For the first time, no opening of new chapters was recommended for Montenegro in the Commission’s latest annual report, believed to be more negative than in previous years.

Should Montenegro fail to gain a seat in the EU in 2025, this could discourage other countries in the Western Balkans from continuing the lengthy path towards integration and push them into the arms of Russia and China.

While some of the economic concerns of integration have been effectively quelled – Montenegro, for instance, has a lower public debt than that of two thirds of European members – the EU emerged from one of the most pivotal elections in its history with a clear indication of growing discontent on the EU accession list.

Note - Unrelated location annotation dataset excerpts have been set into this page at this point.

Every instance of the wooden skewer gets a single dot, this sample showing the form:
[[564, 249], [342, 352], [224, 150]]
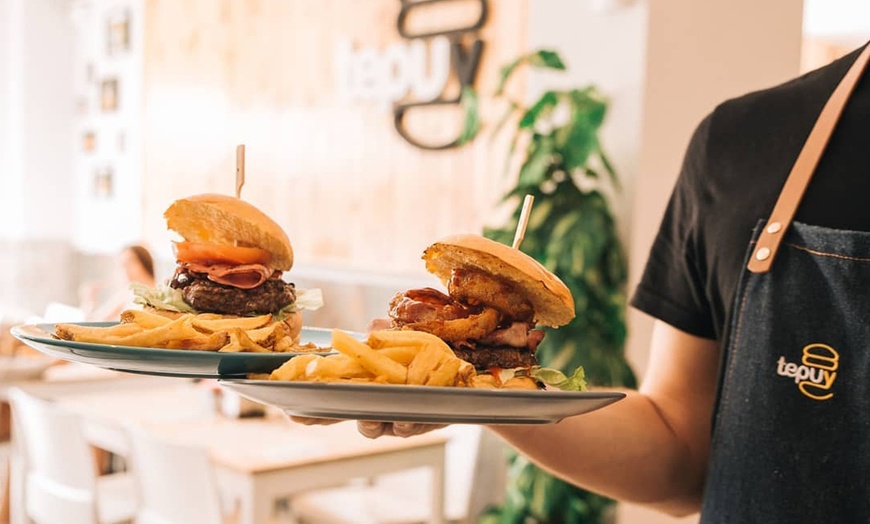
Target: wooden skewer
[[524, 221], [240, 169]]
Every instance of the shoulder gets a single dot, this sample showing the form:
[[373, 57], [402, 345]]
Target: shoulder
[[797, 101], [737, 135]]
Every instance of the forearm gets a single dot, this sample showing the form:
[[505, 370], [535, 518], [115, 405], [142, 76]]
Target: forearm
[[626, 451]]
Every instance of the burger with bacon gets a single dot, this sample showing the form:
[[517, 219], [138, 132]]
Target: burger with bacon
[[497, 298], [230, 261]]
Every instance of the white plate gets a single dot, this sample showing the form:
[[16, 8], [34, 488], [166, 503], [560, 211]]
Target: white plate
[[393, 403], [162, 362]]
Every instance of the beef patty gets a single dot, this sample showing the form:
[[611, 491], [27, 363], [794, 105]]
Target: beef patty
[[210, 297]]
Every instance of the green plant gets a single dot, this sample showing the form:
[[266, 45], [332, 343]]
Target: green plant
[[572, 232]]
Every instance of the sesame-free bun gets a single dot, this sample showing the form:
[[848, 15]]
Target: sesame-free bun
[[549, 296], [225, 220]]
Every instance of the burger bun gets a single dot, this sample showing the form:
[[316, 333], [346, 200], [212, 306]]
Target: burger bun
[[225, 220], [549, 296]]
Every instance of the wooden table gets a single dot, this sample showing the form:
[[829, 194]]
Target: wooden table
[[259, 460]]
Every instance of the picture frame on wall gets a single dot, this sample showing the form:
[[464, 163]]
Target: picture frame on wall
[[89, 142], [109, 95], [118, 31], [103, 183]]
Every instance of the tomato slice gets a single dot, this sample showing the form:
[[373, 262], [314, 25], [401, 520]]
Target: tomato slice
[[214, 254]]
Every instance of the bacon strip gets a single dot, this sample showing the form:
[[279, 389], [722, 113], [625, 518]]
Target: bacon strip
[[246, 276]]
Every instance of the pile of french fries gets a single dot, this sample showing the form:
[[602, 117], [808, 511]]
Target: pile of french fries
[[387, 357], [203, 332]]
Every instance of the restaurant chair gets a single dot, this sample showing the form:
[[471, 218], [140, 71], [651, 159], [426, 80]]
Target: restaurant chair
[[475, 472], [176, 482], [60, 480]]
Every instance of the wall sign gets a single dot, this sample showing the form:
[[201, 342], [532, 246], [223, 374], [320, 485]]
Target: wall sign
[[416, 72]]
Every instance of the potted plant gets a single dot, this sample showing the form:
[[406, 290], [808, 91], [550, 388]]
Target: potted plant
[[571, 231]]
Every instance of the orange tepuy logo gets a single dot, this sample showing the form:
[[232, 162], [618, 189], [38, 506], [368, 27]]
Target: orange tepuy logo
[[816, 373]]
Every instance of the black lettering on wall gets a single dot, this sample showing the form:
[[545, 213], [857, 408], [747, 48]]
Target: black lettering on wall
[[464, 64]]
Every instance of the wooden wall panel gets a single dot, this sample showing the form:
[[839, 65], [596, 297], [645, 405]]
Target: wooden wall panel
[[349, 191]]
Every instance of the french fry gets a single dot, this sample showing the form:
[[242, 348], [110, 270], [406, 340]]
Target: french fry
[[336, 366], [401, 354], [240, 342], [145, 319], [93, 334], [199, 342], [227, 324], [268, 335], [293, 369], [426, 361], [446, 374], [388, 338], [369, 358]]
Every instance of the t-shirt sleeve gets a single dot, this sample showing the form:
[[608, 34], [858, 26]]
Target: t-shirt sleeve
[[671, 288]]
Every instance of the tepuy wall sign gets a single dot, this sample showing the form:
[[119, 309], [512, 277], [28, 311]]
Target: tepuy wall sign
[[419, 71]]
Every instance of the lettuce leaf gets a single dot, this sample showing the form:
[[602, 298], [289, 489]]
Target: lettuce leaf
[[160, 297], [170, 299], [557, 379]]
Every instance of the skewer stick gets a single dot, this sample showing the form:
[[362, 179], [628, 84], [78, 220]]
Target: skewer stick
[[524, 221], [240, 169]]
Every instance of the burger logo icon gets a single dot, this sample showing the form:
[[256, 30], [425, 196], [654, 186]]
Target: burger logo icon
[[816, 373]]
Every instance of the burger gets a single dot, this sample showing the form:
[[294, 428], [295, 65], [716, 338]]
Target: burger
[[497, 299], [230, 261]]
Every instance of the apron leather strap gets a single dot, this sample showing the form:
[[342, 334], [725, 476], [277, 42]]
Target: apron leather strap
[[802, 171]]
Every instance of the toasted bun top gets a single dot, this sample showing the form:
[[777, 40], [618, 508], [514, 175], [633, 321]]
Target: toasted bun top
[[550, 297], [225, 220]]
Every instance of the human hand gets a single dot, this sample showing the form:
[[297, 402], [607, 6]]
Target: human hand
[[374, 429]]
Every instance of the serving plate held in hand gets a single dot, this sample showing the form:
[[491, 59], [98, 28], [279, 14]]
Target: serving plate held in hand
[[436, 405], [162, 362]]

Brussels cannot ignore the fact that challenges such as migration, concerns over radicalisation, organised crime and the arms trade have an important impact on Euro-Atlantic security.

The EU has made it clear that it does not intend to import the conflicts that have long crippled the region, chiefly that between Serbia and Kosovo.

Speaking at the Globsec conference, Serbian President Aleksandar Vucic said the dispute with Kossovo remained one of the main obstacles to integration but that ultimately “we are going to be part of the EU”.

Public opinion inside the European Union also appears divided. A recent Eurobarometer poll shows 43 per cent of the EU public support “further enlargement of the EU to include other countries in future years”, while 45 per cent are against.

Moreover, many EU leaders want to reform the EU first, before moving on to enlargement. Among them is French President Emmanuel Macron, who said that he was not in favour of widening the union before deep reforms were carried out.

Brussels faces the dilemma of accommodating different positions in its enlargement plans at a time in which the UK’s departure is raising new questions on the resilience of the decades-long union.